LB: My experiences working as the first female Deputy Head Porter in the 600 year history of a prestigious Cambridge College. It was like stepping into another world and it inspired me to hit the keyboard once more.
KG: Who is your favourite writer?
LB: Either Flann O’Brien or Oscar Wilde.
KG: What's your favourite book?
LB: ‘The Third Policeman’ by Flann O’Brien.
KG: Do you read a lot? If so what are you reading right now?
LB: I don’t really read books and couldn’t tell you the last book I read. I think it was an Anthony Horowitz.
KG: What writing projects are you working on at the moment?
LB: I'm currently re-writing my first novel, Secret Diary Of PorterGirl. Although it might have a different title by the time it hits the shelves.
KG: Where do you see yourself and your writing in five years time?
That’s a tricky one. I hope to be continuing the PorterGirl series, but also hope to have finally got the hang of screenwriting by then.
KG: What do you like most about writing?
LB: Being able to empty my head of thoughts in a way that doesn’t make me look mental.
KG: What one writing tip would you share?
LB: Get a good rhythm going, writing should flow nicely with its own patter.
KG: What would you say to inspire young writers?
LB: Experience as much of life as you possibly can and drink in every sight, sound and smell. Take notice and listen to the things and people no one else does. Write your own truth and find your own style
PORTERGIRL: FIRST LADY OF THE KEYS - Is the story of the very first female Deputy Head Porter at Old College.
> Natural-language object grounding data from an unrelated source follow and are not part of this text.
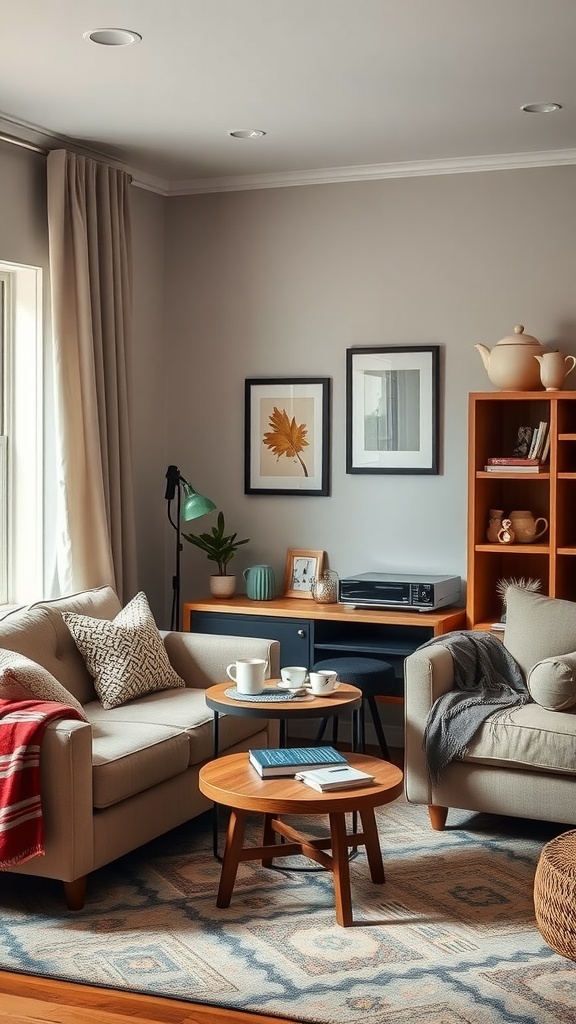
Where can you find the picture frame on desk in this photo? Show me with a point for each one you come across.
(393, 409)
(287, 436)
(301, 567)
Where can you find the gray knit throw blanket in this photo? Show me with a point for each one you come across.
(487, 678)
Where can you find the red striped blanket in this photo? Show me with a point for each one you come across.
(22, 726)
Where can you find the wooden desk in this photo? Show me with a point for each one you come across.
(309, 632)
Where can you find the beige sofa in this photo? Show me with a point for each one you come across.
(128, 774)
(524, 763)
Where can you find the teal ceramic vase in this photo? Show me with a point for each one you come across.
(260, 584)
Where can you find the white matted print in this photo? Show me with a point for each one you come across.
(393, 410)
(286, 439)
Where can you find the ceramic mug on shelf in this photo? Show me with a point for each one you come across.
(325, 681)
(525, 526)
(293, 675)
(248, 674)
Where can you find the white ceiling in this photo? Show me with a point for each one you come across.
(344, 89)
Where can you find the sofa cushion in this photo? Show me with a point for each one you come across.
(131, 759)
(186, 709)
(529, 737)
(538, 627)
(552, 682)
(22, 679)
(40, 633)
(126, 656)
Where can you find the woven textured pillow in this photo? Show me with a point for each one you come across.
(22, 679)
(126, 656)
(552, 682)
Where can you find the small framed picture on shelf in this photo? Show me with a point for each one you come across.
(301, 567)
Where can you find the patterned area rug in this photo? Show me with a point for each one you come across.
(450, 938)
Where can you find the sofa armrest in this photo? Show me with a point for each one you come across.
(66, 786)
(201, 658)
(428, 674)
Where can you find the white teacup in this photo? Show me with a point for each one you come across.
(293, 676)
(248, 674)
(324, 681)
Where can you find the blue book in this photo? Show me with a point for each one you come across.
(289, 760)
It follows her adventures in this male dominated, antiquated world and the bureaucracy she has to endure.
Head Porter, makes it clear right from the start when he says: 'Porters are not the carriers of bags, they are the keepers of keys.'
First Lady Of The Keys is a touching, at times laugh out loud funny glimpse into a world that is so unique and special people will fall in love and be enthralled in it.
Her days are packed with action and adventure, if it's not chasing after naked students, drinking extraordinary amounts of tea, it's getting embroiled in a murder.
THE VANISHING LORD
"Sometimes the opposite of right isn’t wrong. It’s left."
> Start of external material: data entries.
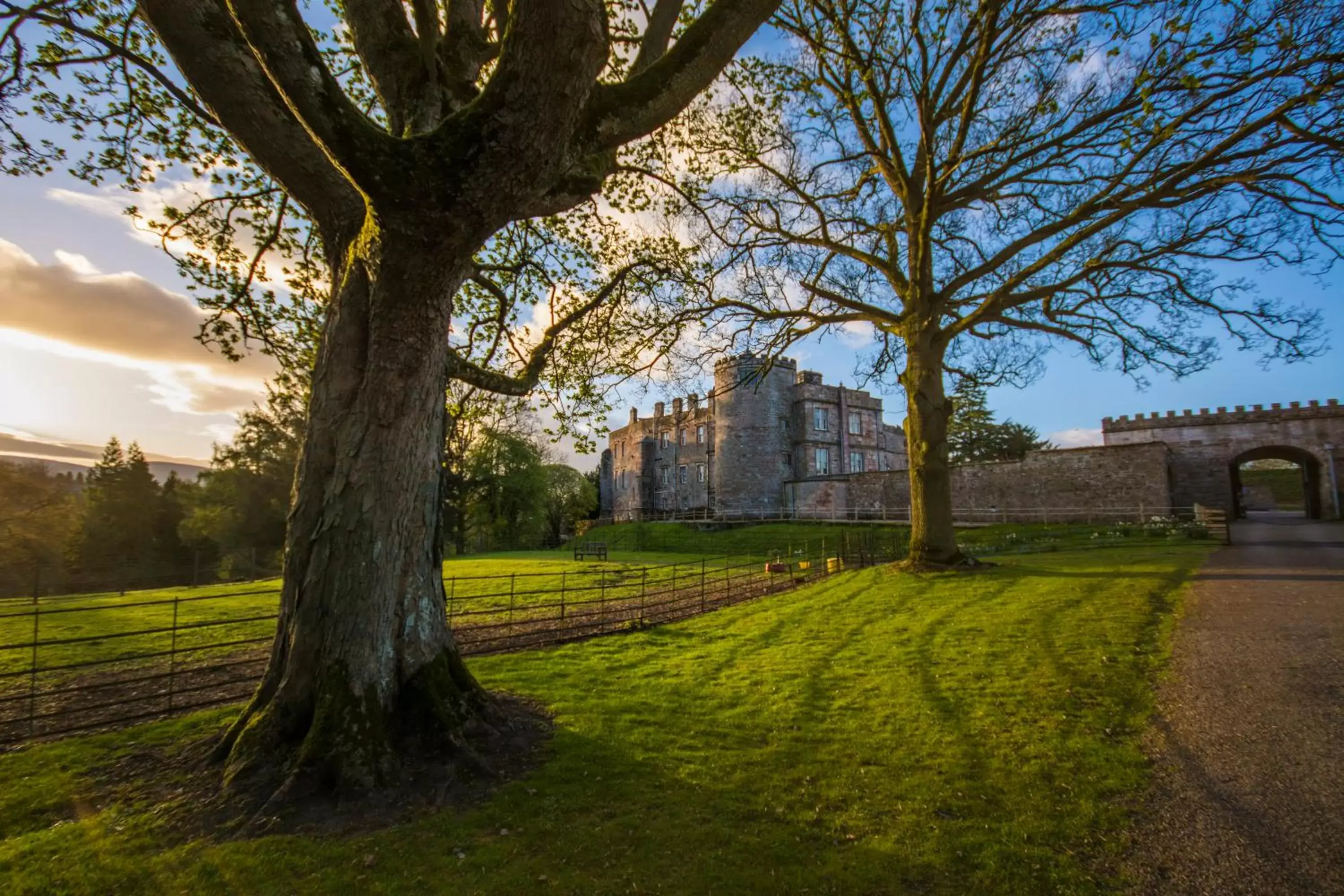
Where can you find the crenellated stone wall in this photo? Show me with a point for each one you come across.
(1088, 480)
(1207, 448)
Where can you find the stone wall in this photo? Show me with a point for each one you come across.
(818, 497)
(1207, 447)
(753, 405)
(1085, 482)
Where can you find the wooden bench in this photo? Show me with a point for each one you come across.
(590, 550)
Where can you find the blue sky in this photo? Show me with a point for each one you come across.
(101, 343)
(60, 390)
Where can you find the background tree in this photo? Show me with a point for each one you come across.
(975, 436)
(238, 507)
(121, 509)
(39, 521)
(383, 152)
(569, 497)
(507, 477)
(979, 179)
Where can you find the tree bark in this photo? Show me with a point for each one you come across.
(363, 665)
(933, 540)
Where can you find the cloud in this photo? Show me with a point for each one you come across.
(69, 308)
(73, 452)
(1077, 437)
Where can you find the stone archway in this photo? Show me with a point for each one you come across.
(1305, 461)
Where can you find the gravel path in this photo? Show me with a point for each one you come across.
(1249, 786)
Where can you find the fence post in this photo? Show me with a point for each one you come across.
(172, 649)
(33, 668)
(702, 585)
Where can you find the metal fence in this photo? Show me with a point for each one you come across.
(74, 664)
(80, 663)
(901, 515)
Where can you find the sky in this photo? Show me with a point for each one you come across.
(97, 340)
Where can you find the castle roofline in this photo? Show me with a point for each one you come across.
(1240, 414)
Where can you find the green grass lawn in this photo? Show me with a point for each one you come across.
(107, 624)
(870, 734)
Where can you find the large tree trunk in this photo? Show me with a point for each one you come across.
(933, 540)
(363, 665)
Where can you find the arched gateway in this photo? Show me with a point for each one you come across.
(1206, 450)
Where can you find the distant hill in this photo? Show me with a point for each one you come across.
(160, 469)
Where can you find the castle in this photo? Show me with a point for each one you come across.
(762, 433)
(772, 441)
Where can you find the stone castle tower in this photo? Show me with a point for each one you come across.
(765, 432)
(753, 410)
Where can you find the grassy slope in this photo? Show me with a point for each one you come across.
(248, 610)
(867, 735)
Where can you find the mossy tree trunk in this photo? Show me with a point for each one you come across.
(933, 540)
(488, 119)
(363, 665)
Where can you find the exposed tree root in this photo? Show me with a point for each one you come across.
(961, 563)
(332, 745)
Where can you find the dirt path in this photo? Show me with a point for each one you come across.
(1249, 788)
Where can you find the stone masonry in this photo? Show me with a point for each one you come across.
(779, 443)
(1209, 448)
(762, 426)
Tragedy strikes once more at Old College… The Porters’ Lodge is down to its last tea bag and no one has seen a biscuit for over a week. Almost as troubling are the two dead bodies at the bottom of the College gardens and a woman has gone missing. The Dean is convinced that occult machinations are to blame, Deputy Head Porter suspects something closer to home.
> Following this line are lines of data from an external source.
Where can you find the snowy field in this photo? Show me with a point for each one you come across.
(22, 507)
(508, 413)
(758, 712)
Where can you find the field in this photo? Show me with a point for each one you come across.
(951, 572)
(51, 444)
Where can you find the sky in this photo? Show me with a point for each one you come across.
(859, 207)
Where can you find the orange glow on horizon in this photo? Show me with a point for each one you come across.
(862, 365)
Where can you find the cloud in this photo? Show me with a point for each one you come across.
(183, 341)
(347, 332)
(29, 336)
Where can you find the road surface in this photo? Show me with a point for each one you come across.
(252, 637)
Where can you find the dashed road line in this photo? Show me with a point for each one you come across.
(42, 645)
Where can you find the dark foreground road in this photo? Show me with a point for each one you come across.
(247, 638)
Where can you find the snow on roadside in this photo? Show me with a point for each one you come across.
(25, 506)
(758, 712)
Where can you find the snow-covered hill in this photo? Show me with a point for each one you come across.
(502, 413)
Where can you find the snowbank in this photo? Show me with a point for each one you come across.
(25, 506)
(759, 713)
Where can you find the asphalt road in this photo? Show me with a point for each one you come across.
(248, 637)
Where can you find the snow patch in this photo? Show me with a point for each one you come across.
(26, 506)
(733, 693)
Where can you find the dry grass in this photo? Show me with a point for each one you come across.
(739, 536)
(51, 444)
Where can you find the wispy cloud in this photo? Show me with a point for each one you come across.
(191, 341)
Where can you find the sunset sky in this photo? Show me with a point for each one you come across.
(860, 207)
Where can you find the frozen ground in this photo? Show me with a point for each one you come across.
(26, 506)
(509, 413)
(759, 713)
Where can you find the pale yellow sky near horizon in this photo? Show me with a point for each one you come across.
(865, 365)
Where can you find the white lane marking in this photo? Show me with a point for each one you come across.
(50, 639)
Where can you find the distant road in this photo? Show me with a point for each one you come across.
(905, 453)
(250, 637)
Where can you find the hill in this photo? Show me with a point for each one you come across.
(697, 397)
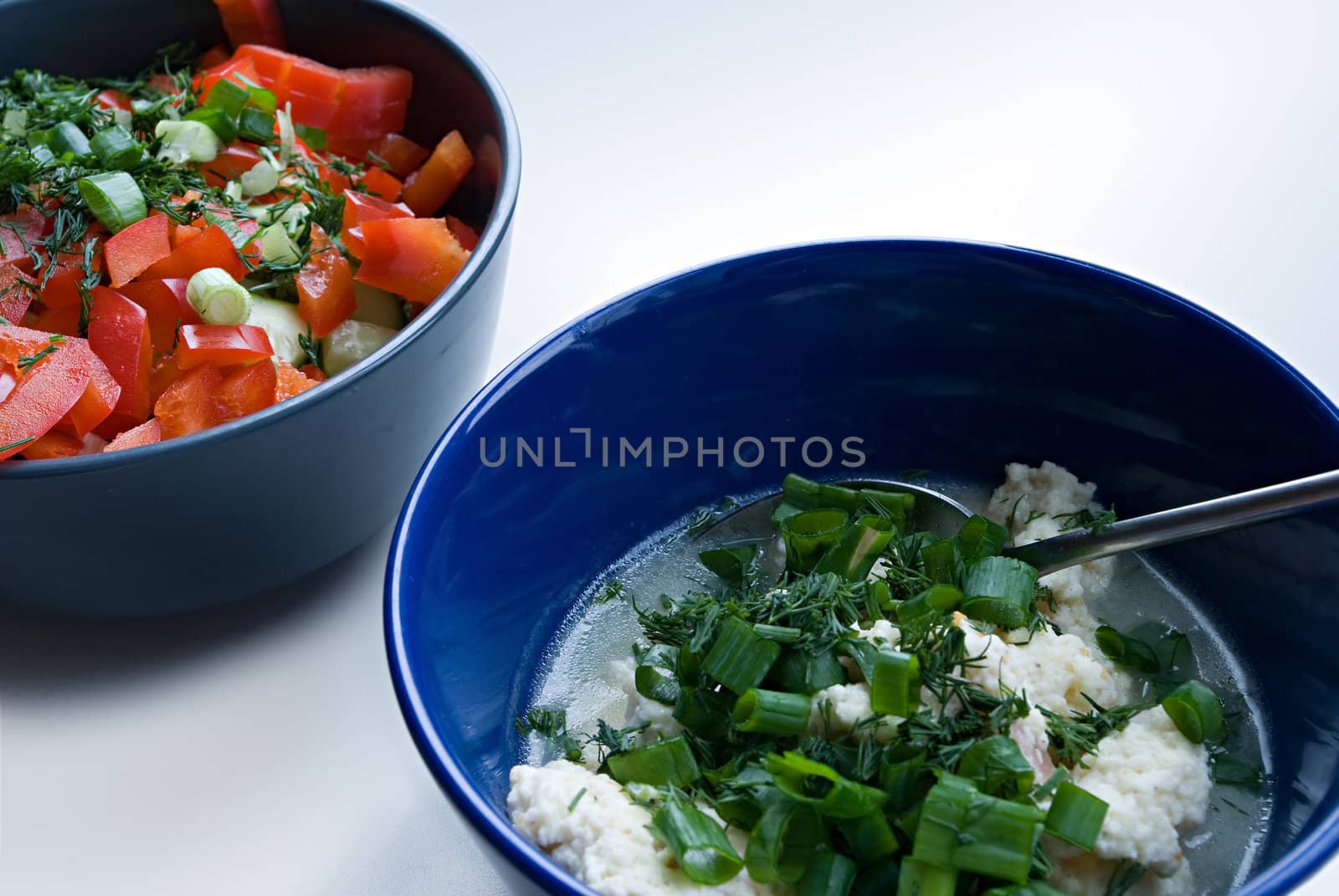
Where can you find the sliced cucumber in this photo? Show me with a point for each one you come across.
(351, 342)
(378, 307)
(283, 325)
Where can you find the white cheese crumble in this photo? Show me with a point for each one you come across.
(602, 837)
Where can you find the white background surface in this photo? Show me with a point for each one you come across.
(261, 751)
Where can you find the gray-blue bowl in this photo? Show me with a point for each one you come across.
(261, 501)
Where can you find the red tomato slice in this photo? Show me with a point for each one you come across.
(221, 345)
(40, 398)
(17, 292)
(414, 258)
(363, 207)
(187, 405)
(140, 245)
(118, 334)
(247, 390)
(146, 433)
(252, 22)
(374, 102)
(211, 249)
(326, 294)
(167, 305)
(272, 66)
(428, 189)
The formidable DCI Thompson refuses to be sidelined and a rather unpleasant Professor gets his comeuppance.
As the body count rises, Head Porter tries to live a secret double life and The Dean believes his job is under threat from the Russian Secret Service.
Deputy Head Porter finds herself with her hands full keeping Old College running smoothly as well as defending herself against the sinister intentions of the new Bursar.
Spies, poisoning, murder - and none of this would be any problem at all, if only someone would get the biscuits out and put the kettle on…
This is the third instalment of the world-renowned PorterGirl series set in the ancient and esoteric Old College. Author Lucy Brazier opens the lid on a world which has sinister overtones in this cozy, BritLit mystery.
There’s nothing quite so annoying as having the police arrive when you are trying to cover up a crime that may or may not have happened.
Lord Bernard has died unexpectedly. Is Deputy Head Porter being framed? Head Porter just wants to be kept out of the picture.
In this fast-paced whimsical British romp, a priceless work of art - the portrait of Old College founding father Lord Arthur Layton - has gone missing and with the death of Lord Bernard, the Master of arch rivals Hawkins College, there is nothing for it but for our heroine to don her trusty bowler hat and embark upon another eccentric investigation.
In this sequel to the debut PorterGirl novel, First Lady of The Keys, Old College’s first and only female Porter must find the portrait or it will be her that is flat on the canvas and framed like a kipper.
Tenacious detectives, ill-advised disguises, saucy medieval literature and Russian spies conspire to confuse matters further in this entertaining escapade.